2014年4月に消費税率が5%から8%となり、1円硬貨(1円玉)の利用が見込まれることから、政府が2月3日、1円玉の製造を4年ぶりに再開した。
1円玉と5円玉は電子マネーの普及などで需要が減ったため、財務省は市中に流通させる硬貨の製造をしばらくストップしていたが、消費税率の引き上げで1円単位の値上げが増え、「釣り銭需要が高まる」という。ちょっとした1円玉特需だが、電子マネーの普及で増税後も1円玉の需要はそれほど高まらないとの観測もある。
2014年度は1億6000万枚
財務省の指示で1円玉の製造を再開したのは、独立行政法人造幣局の広島支局で、2010年以来、4年ぶり。
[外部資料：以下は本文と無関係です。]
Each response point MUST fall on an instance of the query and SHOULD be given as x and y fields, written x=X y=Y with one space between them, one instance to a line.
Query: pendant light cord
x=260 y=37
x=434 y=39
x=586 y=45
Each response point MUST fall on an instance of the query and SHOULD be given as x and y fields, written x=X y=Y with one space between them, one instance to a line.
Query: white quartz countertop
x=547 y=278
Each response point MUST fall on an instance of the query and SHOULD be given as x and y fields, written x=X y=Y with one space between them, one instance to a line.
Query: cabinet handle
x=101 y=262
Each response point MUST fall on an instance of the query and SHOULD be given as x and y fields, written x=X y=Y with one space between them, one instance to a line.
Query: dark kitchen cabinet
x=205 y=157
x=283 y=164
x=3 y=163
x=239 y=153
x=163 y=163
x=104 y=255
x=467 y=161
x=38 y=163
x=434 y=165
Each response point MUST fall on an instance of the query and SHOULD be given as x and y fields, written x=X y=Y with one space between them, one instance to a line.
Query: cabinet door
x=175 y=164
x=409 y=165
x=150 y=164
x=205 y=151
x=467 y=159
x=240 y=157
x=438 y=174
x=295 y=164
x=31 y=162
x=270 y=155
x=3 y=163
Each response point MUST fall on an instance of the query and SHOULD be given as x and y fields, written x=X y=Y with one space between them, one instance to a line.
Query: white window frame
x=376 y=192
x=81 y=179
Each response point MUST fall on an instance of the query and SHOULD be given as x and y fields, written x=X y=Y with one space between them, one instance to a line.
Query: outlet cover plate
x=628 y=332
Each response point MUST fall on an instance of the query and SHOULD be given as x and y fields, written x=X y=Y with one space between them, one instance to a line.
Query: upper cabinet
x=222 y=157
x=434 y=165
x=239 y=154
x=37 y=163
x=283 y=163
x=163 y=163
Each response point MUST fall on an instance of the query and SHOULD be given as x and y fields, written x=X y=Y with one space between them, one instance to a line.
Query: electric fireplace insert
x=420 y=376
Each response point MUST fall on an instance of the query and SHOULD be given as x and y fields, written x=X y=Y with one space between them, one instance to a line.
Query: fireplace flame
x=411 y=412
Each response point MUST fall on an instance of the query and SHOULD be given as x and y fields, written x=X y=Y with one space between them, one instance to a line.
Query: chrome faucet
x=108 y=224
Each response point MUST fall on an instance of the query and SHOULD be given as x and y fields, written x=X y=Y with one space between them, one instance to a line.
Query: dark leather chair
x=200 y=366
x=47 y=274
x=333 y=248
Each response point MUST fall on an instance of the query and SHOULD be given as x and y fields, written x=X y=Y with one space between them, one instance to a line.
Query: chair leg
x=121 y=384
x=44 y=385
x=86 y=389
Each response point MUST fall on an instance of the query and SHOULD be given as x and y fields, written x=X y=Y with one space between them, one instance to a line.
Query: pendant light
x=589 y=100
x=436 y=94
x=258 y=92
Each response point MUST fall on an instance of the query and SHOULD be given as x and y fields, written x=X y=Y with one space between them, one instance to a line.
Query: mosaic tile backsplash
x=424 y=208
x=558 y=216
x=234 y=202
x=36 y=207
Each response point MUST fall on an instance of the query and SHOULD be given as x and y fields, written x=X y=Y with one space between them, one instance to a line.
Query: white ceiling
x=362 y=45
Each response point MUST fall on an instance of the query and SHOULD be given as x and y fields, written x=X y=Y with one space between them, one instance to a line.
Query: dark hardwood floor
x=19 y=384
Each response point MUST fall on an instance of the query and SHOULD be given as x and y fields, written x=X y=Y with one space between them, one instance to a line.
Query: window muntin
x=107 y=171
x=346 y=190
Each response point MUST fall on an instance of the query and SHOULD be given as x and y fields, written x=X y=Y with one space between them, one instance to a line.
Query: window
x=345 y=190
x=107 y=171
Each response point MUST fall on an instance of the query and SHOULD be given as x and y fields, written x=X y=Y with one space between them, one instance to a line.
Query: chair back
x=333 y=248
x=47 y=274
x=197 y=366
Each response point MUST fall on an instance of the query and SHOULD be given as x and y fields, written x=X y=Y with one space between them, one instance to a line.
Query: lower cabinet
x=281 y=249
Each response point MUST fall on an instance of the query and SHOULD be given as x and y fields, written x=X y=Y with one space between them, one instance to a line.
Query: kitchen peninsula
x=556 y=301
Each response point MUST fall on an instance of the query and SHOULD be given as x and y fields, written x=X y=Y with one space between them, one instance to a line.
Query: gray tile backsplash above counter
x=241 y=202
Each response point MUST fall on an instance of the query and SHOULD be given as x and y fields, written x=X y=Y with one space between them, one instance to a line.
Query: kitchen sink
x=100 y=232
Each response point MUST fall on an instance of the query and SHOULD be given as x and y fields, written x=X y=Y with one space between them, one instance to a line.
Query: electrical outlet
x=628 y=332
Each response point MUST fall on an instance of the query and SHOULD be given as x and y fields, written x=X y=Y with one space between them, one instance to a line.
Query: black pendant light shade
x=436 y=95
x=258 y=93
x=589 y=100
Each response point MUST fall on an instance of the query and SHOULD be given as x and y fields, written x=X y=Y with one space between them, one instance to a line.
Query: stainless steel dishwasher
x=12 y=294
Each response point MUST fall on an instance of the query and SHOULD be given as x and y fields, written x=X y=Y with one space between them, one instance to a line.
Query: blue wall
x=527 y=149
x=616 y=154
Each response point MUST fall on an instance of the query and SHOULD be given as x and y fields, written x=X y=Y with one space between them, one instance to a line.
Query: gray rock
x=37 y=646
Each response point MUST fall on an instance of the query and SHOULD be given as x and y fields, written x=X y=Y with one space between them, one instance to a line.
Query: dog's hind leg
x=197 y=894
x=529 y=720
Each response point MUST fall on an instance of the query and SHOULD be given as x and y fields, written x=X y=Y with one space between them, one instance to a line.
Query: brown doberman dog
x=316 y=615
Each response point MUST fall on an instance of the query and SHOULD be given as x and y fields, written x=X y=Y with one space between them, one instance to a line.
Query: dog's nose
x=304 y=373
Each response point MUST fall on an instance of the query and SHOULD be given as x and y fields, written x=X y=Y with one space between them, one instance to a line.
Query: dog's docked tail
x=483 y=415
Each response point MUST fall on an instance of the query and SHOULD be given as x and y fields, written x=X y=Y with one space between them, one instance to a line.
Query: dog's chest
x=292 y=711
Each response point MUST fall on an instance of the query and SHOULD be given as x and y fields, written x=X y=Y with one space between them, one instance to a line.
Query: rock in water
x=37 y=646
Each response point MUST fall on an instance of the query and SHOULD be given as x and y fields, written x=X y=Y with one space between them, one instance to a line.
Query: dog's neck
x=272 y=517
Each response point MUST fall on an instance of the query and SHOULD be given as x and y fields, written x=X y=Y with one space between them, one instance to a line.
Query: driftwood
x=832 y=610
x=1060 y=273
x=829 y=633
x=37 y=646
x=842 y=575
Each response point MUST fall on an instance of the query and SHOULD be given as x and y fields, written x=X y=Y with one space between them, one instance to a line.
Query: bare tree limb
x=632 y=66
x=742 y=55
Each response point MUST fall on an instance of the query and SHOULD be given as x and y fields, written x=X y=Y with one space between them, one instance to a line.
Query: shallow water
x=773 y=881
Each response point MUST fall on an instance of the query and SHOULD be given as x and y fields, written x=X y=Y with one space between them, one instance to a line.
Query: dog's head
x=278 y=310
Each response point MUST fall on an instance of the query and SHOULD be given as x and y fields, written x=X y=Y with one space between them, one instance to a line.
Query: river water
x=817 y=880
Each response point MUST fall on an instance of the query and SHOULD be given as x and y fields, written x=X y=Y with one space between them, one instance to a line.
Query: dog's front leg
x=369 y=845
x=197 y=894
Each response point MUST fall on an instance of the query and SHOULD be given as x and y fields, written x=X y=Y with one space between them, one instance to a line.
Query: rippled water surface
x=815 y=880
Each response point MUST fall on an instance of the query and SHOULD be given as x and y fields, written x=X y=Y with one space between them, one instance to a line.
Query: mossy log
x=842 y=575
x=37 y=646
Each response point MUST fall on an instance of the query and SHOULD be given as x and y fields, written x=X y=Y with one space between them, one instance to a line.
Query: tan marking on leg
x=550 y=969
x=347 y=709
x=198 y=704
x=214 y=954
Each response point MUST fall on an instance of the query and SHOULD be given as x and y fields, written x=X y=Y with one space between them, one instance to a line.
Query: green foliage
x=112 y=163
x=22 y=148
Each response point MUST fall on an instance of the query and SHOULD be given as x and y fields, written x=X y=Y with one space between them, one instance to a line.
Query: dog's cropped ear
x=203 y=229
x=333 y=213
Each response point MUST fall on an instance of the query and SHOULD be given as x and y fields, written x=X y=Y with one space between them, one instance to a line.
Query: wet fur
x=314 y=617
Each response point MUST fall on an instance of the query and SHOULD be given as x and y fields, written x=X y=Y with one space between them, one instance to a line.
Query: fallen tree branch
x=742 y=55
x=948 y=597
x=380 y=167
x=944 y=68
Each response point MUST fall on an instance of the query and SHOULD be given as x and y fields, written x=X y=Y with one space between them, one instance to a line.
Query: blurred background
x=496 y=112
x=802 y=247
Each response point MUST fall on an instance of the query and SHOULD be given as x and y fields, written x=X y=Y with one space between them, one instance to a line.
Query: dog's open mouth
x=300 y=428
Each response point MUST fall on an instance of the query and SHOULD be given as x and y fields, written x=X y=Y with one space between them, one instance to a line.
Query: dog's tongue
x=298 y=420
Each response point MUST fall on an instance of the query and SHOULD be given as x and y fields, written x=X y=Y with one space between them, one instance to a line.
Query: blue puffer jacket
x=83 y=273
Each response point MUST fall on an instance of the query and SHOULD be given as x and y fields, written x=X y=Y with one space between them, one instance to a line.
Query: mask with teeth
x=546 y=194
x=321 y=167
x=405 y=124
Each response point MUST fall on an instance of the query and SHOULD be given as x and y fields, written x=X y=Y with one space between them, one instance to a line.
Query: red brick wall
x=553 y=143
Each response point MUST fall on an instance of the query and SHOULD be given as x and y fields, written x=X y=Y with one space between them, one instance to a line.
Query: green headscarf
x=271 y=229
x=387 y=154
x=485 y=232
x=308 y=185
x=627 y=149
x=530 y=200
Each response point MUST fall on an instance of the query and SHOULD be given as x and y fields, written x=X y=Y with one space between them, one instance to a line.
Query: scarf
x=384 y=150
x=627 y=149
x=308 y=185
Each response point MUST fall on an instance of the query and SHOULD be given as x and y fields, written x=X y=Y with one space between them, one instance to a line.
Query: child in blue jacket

この間、コレクターなどに販売する貨幣セットとして1円玉を製造することはあったが、市中に流通する1円玉の製造はストップしていた。
1989年の消費税導入時(当初は税率3%)には、定価100円の商品が103円となったため、つり銭用に1円玉の需要が高まり、小売業者の間で深刻な1円玉不足が起きた。当事の大蔵省(現財務省)は大慌てで1円玉の増産に動いた。1997年に消費税率を5%に引き上げた時は、この教訓から1円玉の製造を増やしたので、大きな混乱はなかった。
造幣局によると、1円玉のこれまでの製造枚数は441億枚で、5円玉の141億枚、10円玉の314億枚などと比べ、硬貨の中では最も多い。市場には十分すぎる量が流通しているため、財務省は新たな製造を控えていた。ところが4月の消費税率引き上げで、現行105円の商品が108円となり、再び1円玉の需要が高まると予想されるため、新たな製造に踏み切った。1円玉は2013年度中に約2500万枚、2014年度は1億6000万枚製造する。